Normalisation of women's post-childbirth health problems as feminist praxis
This study found that feminist perspectives on the normalisation of health problems after childbirth are embedded in society, rather than the medicalisation of health problems. Feminist theory states that pregnancy and childbirth have been regarded as a biological and gender role for women. This idea makes these two processes ‘normal’. Consequently, health problems arising from them must also be considered normal. Beliefs about what is normal for women are rooted in how society views normality more broadly (Aston et al, 2015). In a society where postpartum morbidities are seen as normal, it is logical that women in that society normalise their own health problems too. Additionally, it must be remembered that for many years, inequity in women's health and a lack of research has led to the normalisation of problems related to pregnancy and menopause (Klima, 2001).
Conclusions
This study achieved its main aim to find the key influences on women's help-seeking behaviour in the 12 months after childbirth. The key factor is ‘the fallacy of normalcy’. Although presaged by the term ‘normalisation’, the rest of the three phases clearly showed ‘the fallacy of normalcy’ to be more suitable. The justification of normalisation of post-childbirth health problem is rooted in sociocultural matters, about which feminist theory conceptualises the myth of the ‘good mother’ as accepting all post-childbirth health problems as normal. It leads to women, family and friends normalising post-childbirth health problems and, consequently, to women ignoring those problems despite needing help.
Key points
- Many women worldwide experience post-childbirth morbidities, which they may ignore or which healthcare providers may neglect.

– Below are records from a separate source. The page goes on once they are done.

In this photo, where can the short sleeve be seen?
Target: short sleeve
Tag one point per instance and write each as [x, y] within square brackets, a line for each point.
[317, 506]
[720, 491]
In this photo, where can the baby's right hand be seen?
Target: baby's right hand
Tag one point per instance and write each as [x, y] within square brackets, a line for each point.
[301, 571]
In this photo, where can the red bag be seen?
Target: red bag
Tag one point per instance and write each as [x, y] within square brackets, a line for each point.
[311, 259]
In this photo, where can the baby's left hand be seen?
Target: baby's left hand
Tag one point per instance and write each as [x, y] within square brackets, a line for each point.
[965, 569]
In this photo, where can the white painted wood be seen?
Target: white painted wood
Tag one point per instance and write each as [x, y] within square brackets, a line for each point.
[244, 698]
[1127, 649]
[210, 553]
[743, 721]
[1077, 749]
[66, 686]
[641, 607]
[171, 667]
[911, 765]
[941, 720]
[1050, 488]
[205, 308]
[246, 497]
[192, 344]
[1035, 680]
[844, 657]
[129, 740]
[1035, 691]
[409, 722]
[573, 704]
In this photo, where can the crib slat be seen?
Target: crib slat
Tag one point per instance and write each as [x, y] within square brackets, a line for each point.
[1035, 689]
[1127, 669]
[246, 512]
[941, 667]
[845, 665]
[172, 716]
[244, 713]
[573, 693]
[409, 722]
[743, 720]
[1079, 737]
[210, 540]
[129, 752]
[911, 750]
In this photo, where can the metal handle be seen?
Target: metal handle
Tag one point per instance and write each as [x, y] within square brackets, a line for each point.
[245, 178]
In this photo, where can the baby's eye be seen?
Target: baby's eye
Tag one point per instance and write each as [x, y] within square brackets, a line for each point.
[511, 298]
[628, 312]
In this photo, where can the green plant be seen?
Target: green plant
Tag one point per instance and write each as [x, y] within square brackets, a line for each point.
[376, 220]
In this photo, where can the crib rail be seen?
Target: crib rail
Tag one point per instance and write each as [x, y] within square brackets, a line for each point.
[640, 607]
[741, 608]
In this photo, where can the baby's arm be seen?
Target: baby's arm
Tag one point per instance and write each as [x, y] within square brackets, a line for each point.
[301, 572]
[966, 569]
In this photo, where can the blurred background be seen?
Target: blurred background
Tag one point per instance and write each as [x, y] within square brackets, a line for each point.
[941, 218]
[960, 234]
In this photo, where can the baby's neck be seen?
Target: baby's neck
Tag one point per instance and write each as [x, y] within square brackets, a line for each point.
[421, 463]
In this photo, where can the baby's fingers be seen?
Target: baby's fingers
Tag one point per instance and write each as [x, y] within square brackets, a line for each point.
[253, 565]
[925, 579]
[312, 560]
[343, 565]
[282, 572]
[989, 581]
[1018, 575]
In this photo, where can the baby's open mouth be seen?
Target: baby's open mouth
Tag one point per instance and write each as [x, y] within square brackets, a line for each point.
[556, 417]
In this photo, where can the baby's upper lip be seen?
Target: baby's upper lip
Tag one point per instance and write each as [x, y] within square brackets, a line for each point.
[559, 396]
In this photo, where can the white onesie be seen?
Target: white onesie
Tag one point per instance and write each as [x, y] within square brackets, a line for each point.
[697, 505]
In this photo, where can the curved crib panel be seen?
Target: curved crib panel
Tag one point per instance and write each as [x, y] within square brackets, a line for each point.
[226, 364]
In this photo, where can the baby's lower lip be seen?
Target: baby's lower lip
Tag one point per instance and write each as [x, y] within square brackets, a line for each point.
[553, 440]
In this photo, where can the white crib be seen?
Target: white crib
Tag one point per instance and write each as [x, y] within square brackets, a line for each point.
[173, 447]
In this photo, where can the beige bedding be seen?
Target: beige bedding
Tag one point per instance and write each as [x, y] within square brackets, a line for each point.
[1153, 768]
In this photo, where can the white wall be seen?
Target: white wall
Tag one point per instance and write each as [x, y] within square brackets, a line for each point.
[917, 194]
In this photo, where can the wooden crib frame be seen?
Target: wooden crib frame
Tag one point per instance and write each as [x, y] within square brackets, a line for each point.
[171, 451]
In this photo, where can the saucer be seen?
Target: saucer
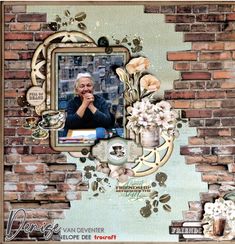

- Help-seeking behaviour is a ‘problem-solving strategy’ and is manifested in an ability to find help, support, information, guidance or treatment.
- Feminism and pragmatism emphasise experience; the aim is solving problems, and the researcher's experience helps to form knowledge about the area of research.
- Feminist theory conceptualises the myth of the ‘good mother’ as accepting all post-childbirth health problems as normal.
- In the three phases of this study, the process of normalisation was found to be a common reason to overlook or accept post-childbirth health problems among family and friends, healthcare providers, online forums and among women themselves.
CPD reflective questions
- How does society's perception of ‘normal’ impact the way that women view and address their post-childbirth health problems in the framework of feminist principles?
- How does the concept of the ‘fallacy of normalcy’ shed light on the intricate interplay between societal expectations, feminist viewpoints and women's reluctance to seek help for post-childbirth health issues?
- How does the notion of help-seeking behaviour as a ‘problem-solving strategy’ reflect the complex interplay between individual characteristics, societal influences and the accessibility of healthcare services in the context of maternal morbidities?
- What role do online platforms play in influencing women's willingness to discuss and seek help for post-childbirth health problems, and how does the potential normalisation of abnormal issues affect this dynamic?